There is a clear parallel in the evolution of blockchain and digital identity as shown in the figure below. The rise of blockchain technologies presents a unique opportunity to make self-sovereign, citizen-identity real:

Timeline of evolution of blockchain and digital identity
Timeline of evolution of blockchain and digital identity

Blockchain value in distributed identity network

Blockchain can develop a trust platform for decentralized, citizen-centric identity.

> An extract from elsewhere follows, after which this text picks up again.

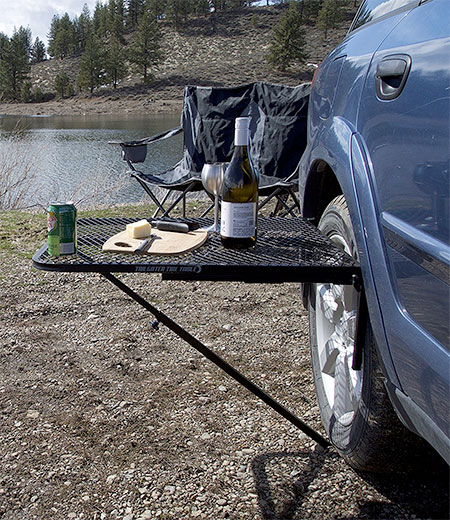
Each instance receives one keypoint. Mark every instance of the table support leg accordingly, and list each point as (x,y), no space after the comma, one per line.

Using blockchain for an identity network differs from earlier approaches and makes in citizen-centric and even self-sovereign in following ways:
  • The citizens (or identity providers) own and control their identity along with all associated attributes and assets attached to that identity.
  • The identity information is stored on a distributed ledger provided shared with all participants.
  • It does not rely on third parties for the creation of identity, or validation of transactions associated with an identity.
The critical components of such a citizen-centric identity solution include smart contracts (to enforce transaction verification), libraries and tools for integration of the decentralized identity system into existing services, and an identity wallet which is usually a mobile application used to control the identity and sign attestations.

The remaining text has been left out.